Softer loan growth and narrower interest rate margins have combined with a gloomy business outlook to keep retail banks’ profits in check.
Advisory firm KPMG’s survey of financial institutions for the June quarter shows the sector’s net profit fell close to half a percent to $1.45 billion, a fairly flat result after a near 9 percent increase in the previous three month period.
KPMG’s head of banking and finance John Kensington said banks could not be expected to reach new profit levels every quarter.
“To get large profit growth for the banks, you need to have strong loan growth, and loan growth this quarter was 1.2 percent, or you need to have an improvement in margins and they didn’t have that either,” he said.
Caution in the wake of the 2018 bank conduct and culture review, and the looming RBNZ decision on increased capital requirements for banks were also factors.
“Confidence is not that great in the market at the moment and we’re kind of in winter at the moment so it didn’t surprise me that it was flat.
“We’re probably luckily to have not have seen it go backwards to be honest,” Kensington said.
The Reserve Bank’s surprise 50 basis point cut in August, which took the Official Cash Rate down to 1 percent, presented an opportunity for banks to lock in cheaper wholesale funding.
Kensington said both Westpac and ASB had locked in wholesale funding at lower rates, which could mean discounted lending rates in time for Spring.
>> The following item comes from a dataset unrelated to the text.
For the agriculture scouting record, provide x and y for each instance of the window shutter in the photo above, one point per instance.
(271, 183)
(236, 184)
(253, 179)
“They’ve both raised significant amounts … of offshore funding, one’s at around just over 2 percent and one is just over 2 percent and that’s got to mean they’re potentially able to lend those out into the mortgage market at rates lower than the rates that we’re currently seeing.”
Kensington said it would be interesting to see whether those lower rates acted as enticement, offsetting the cautious approach businesses and households had taken to borrowing.